La
niña tenía la nariz pegada al escaparate de la tienda de animales del nuevo
centro comercial. Miraba ensimismada con
una sonrisa en la cara. Los ojos
abiertos mostraban la curiosidad y la expectación de quien ve algo sorprendente
y exótico. Seguía maravillada los
gráciles y ágiles movimientos de los pequeños macacos.
Poco
después caminaba hacia su casa con un tití pigmeo de no más de 15 cm que su
madre le compró en la parte trasera de la tienda, donde el dependiente había
hecho un buen negocio.

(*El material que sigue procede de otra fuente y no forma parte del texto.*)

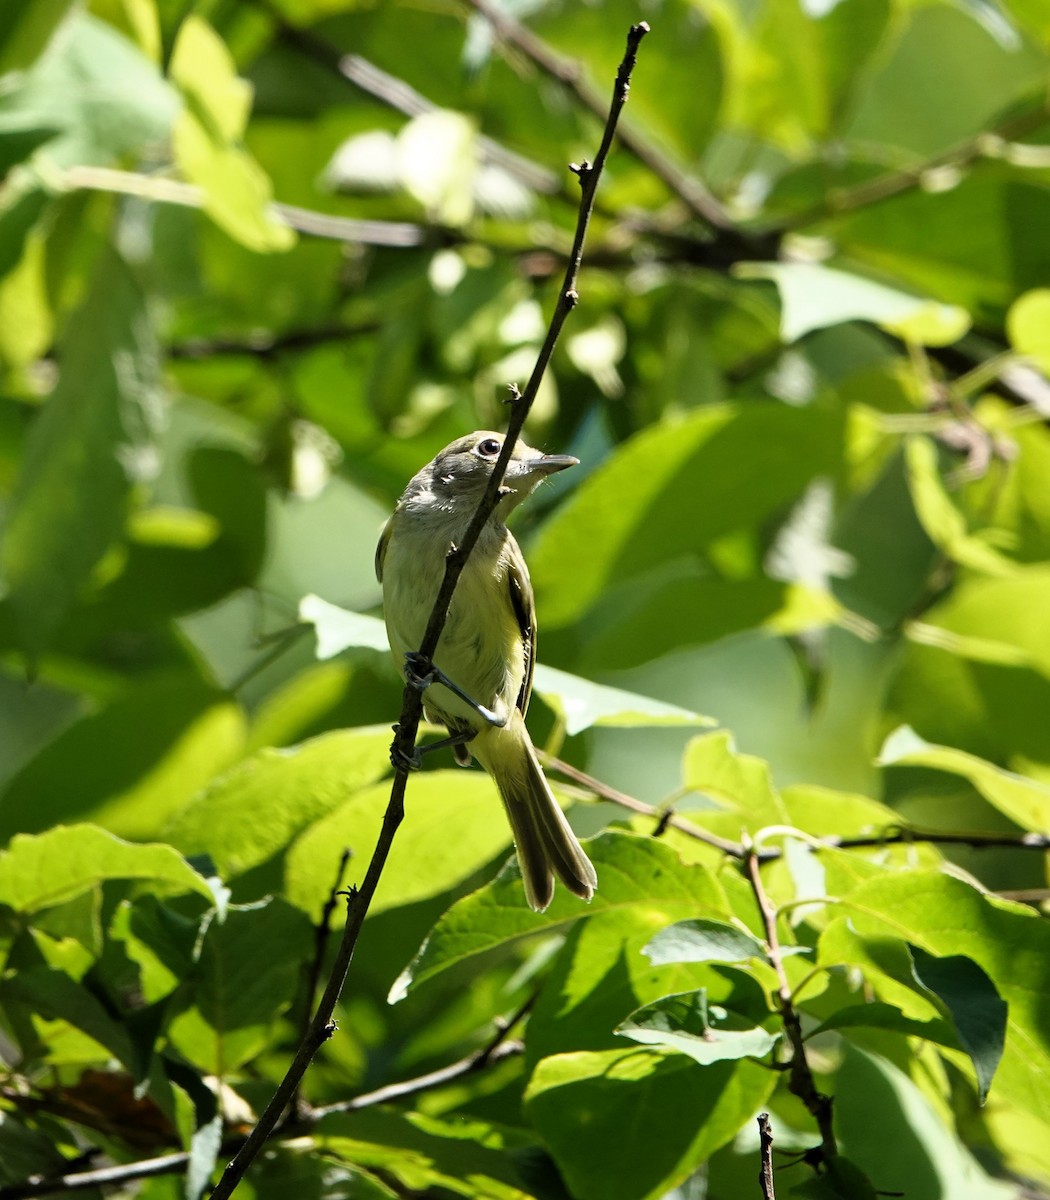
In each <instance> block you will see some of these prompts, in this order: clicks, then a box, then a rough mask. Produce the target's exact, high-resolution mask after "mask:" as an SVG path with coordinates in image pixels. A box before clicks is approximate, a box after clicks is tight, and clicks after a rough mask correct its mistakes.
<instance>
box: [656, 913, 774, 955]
mask: <svg viewBox="0 0 1050 1200" xmlns="http://www.w3.org/2000/svg"><path fill="white" fill-rule="evenodd" d="M642 953H643V954H644V955H646V956H647V958H648V959H649V961H650V962H652V964H653V965H654V966H662V965H664V964H666V962H746V961H748V959H764V958H766V947H764V946H763V944H762V943H761V942H760V941H758V938H757V937H755V936H752V935H751V934H749V932H746V931H745V930H743V929H738V928H737V926H736V925H730V924H727V923H726V922H724V920H710V919H708V918H695V919H692V920H679V922H677V923H676V924H673V925H670V926H668V928H667V929H661V930H660V932H659V934H656V936H655V937H654V938H653V940H652V941H650V942H649V943H648V944H647V946H644V947H642Z"/></svg>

Él sabía que en cuanto la niña viera el tití, lo podría
vender por un pastizal. Había conseguido
traerlo de forma ilegal y lo tenía en la trastienda, compartiendo jaula con los monos
nigerianos.
Poco
podía saber su madre que aquellos juegos alegres de su hija de 5 años, en una
habitación llena de peluches y papel pintado con imágenes del animal favorito
de la pequeña, se tornaría en tragedia.
El
tití murió a los pocos días y pensaron que la niña cogió el catarro a
consecuencia de su tristeza. Poco a
poco ese catarro se convirtió en una gripe que se extendió entre los compañeros
de la clase de la pequeña. Sus
profesores y el resto de los padres fueron cayendo después, ante esa gripe
mortal. Para cuando las autoridades
sanitarias fueron conscientes del brote de Ébola, el vendedor de animales
exóticos había cerrado la tienda por defunción.